Jesse Owens was the American track-and-field star whose four gold medals at the 1936 Berlin Olympics made him a hero and dealt a stinging rebuke to Adolf Hitler's theories of Aryan racial supremacy. Born in Alabama, the grandson of slaves, he moved north as a child to Cleveland, Ohio, in the great migration of Black families, and there discovered his extraordinary gift for running and jumping.
As a college athlete at Ohio State University, Owens achieved one of the greatest single days in sports history: at a 1935 meet, in the span of about forty-five minutes, he set three world records and tied a fourth. The performance announced him as the finest all-around track athlete in the world.

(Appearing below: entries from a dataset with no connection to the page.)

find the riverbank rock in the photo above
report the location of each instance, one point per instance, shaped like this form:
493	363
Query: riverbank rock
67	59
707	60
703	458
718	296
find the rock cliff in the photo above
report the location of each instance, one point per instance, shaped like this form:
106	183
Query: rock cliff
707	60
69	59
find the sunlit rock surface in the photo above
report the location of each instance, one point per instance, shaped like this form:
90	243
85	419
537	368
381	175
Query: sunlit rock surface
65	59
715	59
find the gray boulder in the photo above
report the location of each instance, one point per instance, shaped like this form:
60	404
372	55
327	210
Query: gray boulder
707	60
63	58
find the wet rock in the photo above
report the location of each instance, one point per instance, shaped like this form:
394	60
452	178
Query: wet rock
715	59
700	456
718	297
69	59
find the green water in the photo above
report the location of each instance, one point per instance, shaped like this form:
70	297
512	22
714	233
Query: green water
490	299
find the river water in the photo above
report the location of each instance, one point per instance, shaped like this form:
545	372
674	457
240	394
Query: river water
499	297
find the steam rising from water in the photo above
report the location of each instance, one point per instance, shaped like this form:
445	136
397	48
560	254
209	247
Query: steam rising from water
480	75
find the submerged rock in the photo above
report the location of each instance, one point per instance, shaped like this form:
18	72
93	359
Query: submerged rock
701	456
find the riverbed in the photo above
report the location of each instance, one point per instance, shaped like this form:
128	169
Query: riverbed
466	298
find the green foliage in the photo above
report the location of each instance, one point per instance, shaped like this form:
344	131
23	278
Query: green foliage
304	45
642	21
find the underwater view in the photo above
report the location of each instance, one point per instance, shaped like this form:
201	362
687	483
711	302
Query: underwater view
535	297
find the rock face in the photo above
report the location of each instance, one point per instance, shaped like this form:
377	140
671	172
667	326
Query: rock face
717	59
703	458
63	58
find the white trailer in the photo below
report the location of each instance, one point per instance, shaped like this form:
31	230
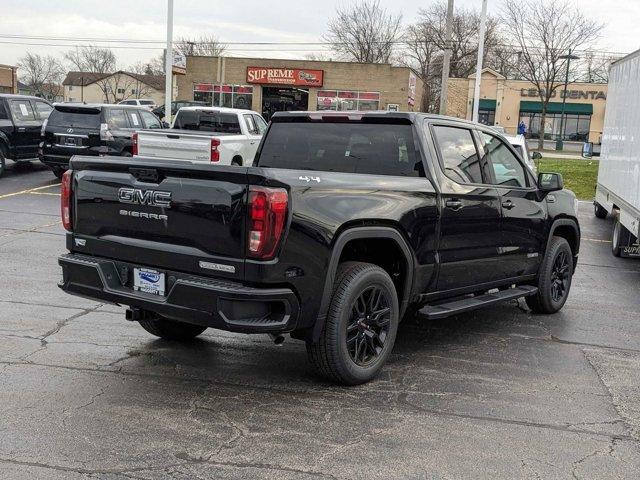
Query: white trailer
618	190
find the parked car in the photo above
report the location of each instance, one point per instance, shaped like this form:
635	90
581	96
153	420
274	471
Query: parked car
224	136
140	102
91	129
344	224
177	105
519	142
21	119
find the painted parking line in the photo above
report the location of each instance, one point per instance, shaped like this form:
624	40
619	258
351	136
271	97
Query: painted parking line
596	240
29	190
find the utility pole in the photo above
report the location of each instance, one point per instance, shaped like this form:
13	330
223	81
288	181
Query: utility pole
168	64
476	93
446	60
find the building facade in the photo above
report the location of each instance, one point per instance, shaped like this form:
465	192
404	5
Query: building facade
8	79
112	87
506	103
271	85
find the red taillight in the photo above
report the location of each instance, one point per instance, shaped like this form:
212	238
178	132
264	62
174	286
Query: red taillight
215	153
267	218
65	200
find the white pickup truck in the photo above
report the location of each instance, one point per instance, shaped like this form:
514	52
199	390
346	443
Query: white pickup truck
223	136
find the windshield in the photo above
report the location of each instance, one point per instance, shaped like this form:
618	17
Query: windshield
205	121
376	149
80	118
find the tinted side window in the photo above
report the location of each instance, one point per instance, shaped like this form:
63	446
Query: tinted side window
459	156
251	126
261	124
116	118
375	149
150	120
507	170
134	118
21	110
43	109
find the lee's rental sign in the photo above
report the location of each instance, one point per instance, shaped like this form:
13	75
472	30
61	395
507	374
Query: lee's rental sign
301	77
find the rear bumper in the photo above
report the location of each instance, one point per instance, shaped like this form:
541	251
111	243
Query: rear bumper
193	299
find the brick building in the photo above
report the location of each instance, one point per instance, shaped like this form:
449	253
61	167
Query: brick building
506	103
270	85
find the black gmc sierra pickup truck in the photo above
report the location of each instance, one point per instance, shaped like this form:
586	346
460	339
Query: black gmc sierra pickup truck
345	223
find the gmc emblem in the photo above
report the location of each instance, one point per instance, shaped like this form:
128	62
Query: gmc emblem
137	196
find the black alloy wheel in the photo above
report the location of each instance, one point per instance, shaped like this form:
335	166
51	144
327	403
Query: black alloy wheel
368	326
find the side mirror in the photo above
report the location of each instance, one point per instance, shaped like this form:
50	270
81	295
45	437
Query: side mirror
550	182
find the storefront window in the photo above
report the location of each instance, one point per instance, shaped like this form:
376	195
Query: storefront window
348	100
233	96
576	126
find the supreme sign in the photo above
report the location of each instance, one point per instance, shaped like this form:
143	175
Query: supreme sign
285	76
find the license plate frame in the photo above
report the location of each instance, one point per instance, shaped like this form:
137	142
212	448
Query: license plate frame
147	280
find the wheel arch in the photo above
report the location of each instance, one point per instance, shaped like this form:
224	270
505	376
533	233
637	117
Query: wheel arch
568	229
353	236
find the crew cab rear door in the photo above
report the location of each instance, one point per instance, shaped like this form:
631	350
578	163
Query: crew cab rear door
523	215
470	235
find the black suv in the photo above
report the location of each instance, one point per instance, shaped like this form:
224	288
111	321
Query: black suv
91	129
21	119
345	222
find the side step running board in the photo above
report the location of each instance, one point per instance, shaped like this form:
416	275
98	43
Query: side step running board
455	307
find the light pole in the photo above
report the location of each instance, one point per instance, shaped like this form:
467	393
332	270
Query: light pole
568	58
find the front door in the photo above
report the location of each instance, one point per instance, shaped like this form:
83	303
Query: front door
27	128
470	213
523	216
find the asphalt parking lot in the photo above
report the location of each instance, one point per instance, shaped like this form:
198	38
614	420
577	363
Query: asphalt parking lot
497	393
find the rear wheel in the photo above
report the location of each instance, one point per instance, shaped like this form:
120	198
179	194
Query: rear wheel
555	277
599	211
361	326
171	330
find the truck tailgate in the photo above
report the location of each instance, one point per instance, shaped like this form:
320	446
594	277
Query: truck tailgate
175	144
173	214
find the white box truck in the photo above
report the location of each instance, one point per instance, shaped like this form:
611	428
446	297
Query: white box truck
618	190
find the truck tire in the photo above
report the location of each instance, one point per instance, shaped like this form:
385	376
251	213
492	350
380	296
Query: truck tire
599	211
554	281
171	330
361	325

His defining moment came at the Berlin Olympics of 1936, staged by the Nazi regime as a showcase for its ideology. Before Hitler and a vast German crowd, Owens won four gold medals — in the 100 meters, 200 meters, long jump, and relay — a triumphant display that contradicted the propaganda of racial hierarchy and made him a worldwide symbol.

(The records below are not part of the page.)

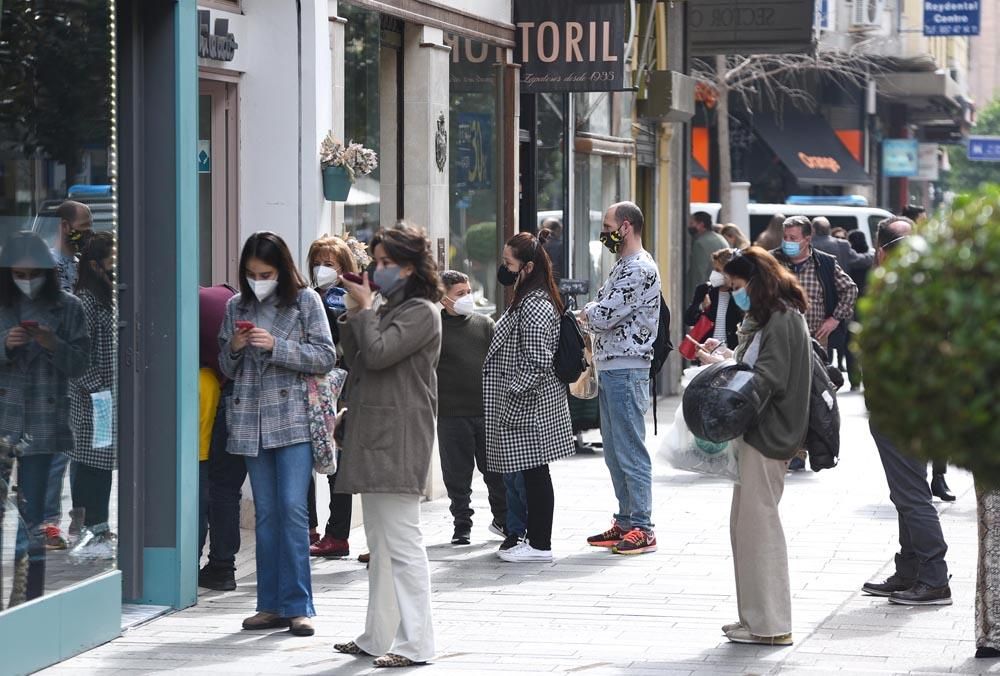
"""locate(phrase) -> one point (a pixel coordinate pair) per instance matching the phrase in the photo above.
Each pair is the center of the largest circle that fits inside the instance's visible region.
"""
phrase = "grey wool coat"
(34, 384)
(267, 408)
(391, 396)
(527, 413)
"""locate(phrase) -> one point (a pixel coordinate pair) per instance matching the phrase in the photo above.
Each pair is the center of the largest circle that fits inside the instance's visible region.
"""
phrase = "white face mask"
(325, 276)
(464, 305)
(31, 287)
(263, 288)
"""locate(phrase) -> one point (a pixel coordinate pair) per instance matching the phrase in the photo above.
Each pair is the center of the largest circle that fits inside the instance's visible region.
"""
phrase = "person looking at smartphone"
(329, 258)
(392, 398)
(268, 419)
(45, 345)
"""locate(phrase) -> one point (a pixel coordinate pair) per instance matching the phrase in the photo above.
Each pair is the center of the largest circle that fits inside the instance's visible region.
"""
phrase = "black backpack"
(568, 361)
(662, 347)
(823, 437)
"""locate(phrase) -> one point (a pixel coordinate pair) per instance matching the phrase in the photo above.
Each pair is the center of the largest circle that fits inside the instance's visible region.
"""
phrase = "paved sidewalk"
(596, 613)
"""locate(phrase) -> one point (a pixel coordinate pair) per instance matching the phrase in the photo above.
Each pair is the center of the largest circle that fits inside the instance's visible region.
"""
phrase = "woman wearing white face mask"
(45, 345)
(392, 400)
(274, 332)
(714, 301)
(465, 340)
(329, 257)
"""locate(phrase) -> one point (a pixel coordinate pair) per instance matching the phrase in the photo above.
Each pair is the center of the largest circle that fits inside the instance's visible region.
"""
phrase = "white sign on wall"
(927, 162)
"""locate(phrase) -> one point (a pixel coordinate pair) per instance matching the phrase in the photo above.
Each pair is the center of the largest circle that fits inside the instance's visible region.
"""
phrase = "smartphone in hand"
(358, 279)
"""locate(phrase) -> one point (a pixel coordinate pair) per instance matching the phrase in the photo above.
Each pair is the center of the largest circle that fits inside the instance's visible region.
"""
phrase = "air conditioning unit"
(867, 14)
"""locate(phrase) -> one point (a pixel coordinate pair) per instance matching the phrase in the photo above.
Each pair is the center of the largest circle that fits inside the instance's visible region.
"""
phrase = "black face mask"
(505, 276)
(78, 239)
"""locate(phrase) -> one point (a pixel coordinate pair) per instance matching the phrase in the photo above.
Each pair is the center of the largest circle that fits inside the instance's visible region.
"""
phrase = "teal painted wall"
(60, 625)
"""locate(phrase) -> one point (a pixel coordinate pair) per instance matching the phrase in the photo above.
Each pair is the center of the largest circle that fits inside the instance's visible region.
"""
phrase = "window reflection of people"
(75, 229)
(94, 450)
(554, 246)
(45, 344)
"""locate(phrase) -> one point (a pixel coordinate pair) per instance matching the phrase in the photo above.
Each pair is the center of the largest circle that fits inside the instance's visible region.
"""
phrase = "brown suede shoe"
(265, 620)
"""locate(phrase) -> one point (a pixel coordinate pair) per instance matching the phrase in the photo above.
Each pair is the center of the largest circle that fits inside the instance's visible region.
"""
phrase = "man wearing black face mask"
(624, 321)
(75, 229)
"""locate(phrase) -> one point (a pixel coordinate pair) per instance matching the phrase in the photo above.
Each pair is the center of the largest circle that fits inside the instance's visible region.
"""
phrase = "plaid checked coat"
(99, 376)
(527, 413)
(267, 408)
(34, 384)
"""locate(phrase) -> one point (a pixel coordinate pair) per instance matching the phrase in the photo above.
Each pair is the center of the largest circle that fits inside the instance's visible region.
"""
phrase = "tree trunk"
(722, 125)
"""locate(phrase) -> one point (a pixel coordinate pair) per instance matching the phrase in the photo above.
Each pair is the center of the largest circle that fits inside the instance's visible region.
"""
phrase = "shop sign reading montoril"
(570, 45)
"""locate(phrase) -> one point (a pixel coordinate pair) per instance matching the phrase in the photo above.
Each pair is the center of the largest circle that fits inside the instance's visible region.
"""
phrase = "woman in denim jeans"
(275, 333)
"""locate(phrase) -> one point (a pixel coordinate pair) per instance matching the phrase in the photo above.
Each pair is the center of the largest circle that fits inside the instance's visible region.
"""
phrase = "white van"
(865, 219)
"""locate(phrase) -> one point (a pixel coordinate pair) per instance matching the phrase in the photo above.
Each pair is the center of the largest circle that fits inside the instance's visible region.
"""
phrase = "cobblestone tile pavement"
(593, 613)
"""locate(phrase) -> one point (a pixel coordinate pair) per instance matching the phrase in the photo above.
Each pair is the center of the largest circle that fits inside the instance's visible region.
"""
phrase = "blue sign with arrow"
(984, 148)
(951, 17)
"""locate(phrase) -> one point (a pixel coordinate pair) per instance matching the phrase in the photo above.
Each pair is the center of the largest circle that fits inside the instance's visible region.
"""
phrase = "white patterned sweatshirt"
(624, 318)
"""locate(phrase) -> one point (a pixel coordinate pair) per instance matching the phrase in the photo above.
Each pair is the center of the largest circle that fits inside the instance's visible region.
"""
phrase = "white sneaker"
(525, 553)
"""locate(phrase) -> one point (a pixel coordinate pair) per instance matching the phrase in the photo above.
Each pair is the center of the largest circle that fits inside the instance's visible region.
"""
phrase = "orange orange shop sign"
(819, 162)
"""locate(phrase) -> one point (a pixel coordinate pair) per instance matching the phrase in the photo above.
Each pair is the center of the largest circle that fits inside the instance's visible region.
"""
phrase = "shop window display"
(58, 309)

Returning home, however, Owens faced the harsh realities of segregation and racial discrimination in his own country, and he struggled financially for years, taking on a variety of jobs and exhibitions. In time he became a celebrated public speaker and goodwill ambassador, and was honored with the Presidential Medal of Freedom. He died in 1980, remembered as one of the great Olympic champions.